When you were making the film, did you come to think of the “climber” Se-hyeon and the “pregnant” Se-hyeon as being two different characters? Or did you always think of them as being the same person? 

I think they are the same person, but they make different choices depending on the position they are in. They are both ‘me’, but if it’s something I haven’t experienced, I won’t be able to understand my own self.

My impression was that the two versions of Se-hyeon looked different. Obviously, that was partly because they wore different kinds of clothes, but were they also designed differently in the animation? 

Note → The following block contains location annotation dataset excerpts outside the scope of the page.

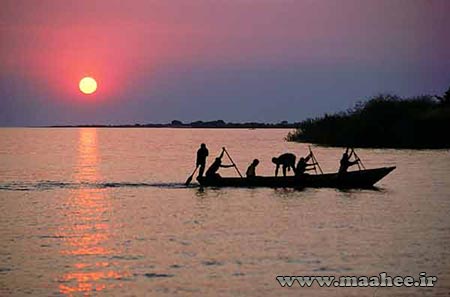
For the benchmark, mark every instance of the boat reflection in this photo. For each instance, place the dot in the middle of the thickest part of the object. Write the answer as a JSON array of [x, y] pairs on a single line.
[[87, 231]]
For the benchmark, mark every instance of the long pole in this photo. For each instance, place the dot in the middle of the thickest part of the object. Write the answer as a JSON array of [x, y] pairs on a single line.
[[359, 160], [315, 161], [228, 155]]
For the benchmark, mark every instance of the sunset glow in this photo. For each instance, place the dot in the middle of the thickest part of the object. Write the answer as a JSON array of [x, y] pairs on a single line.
[[88, 85]]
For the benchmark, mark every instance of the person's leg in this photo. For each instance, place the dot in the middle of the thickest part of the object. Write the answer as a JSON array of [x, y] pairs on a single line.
[[201, 170]]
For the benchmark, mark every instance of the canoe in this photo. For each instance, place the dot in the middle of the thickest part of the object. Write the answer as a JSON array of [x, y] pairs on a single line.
[[352, 179]]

The hair length and the shape of the pregnant stomach were designed differently. Aside from that, everything was the same. Maybe the reason they appeared different was that their desires were different?

The climbing scenes give a very vivid sense of what the experience is like, how much physical effort it involves. Do you have your own experience of climbing, or did you talk with sports climbers?

I had a group lesson with the other members of staff. I’m not very strong, so climbing is difficult for me. I visited the climbing locations a number of times, and searched out lots of videos to see how the professionals moved.

Your film’s ambiguous handling of reality sometimes reminded me of the work of David Lynch or Satoshi Kon. Were you thinking of either director, or did you have any other artists in mind? 

I was inspired a lot by Darren Aronofsky’s Black Swan and Jennifer Kent’s The Babadook. And I of course love Satoshi Kon’s Perfect Blue.

(Minor spoiler) I thought the last moments of the film were designed so that different audience members, and perhaps different women, could have very different feelings about the end, and have a lively argument after the film. In your experience, have viewers of the film understood the ending in different ways? 

Audiences have taken the end of the film in different ways, and there were some who had the same thoughts as me. What’s clear is that both the foetus and the mother are trying their very best to be born anew. Nothing is a given.

Climbing is screened on Thursday 18th November at 9 p.m. at the Genesis Cinema near Stepney Green station.